When a plaintiff makes her prima facie showing, the defendant must respond by clearly articulating a legitimate non-discriminatory reason for the adverse employment action. See Bryson, 498 F.3d at 570. Caterpillar has not addressed this issue in its appellate briefing. In such situations, remand is appropriate. Randolph v. Ohio Dep’t of Youth Serv., 453 F.3d 724, 737 n.4 (6th Cir. 2006). We thus remand to the district court to examine whether Tinsley may move forward with her FMLA retaliation claim.2
2Tinsley also argues, in curt treatment, that the district court “erred in finding as a matter of law that [her] forced retirement claim should be dismissed.” She cites a single case—Talley v. Family Dollar Stores of Ohio, Inc., 542 F.3d 1099 (6th Cir. 2008)—for the proposition that Caterpillar failed to accommodate her disability.

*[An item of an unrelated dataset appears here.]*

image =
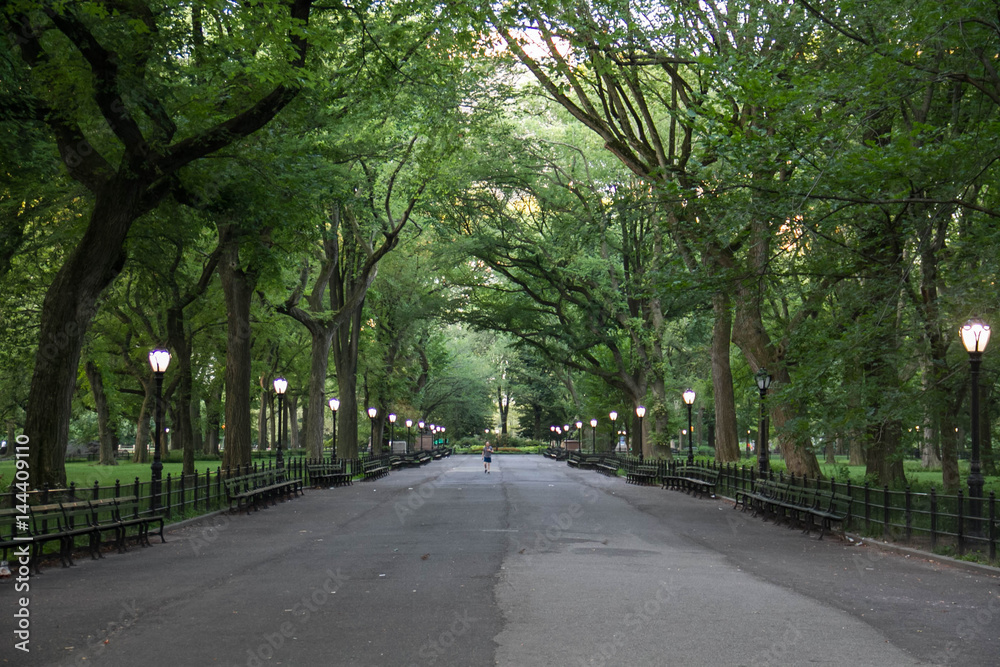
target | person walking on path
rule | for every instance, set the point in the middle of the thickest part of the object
(487, 456)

But, unlike the plaintiff in Talley, Tinsley is not disabled pursuant to the ADA. Her constructive discharge claim thus fails.
Case No. 18-5303, Tinsley v. Caterpillar

For the aforementioned reasons, we AFFIRM the district court’s order granting summary judgment in favor of Caterpillar on Tinsley’s ADA and forced retirement claims, but REMAND for further consideration of Tinsley’s FMLA retaliation claim.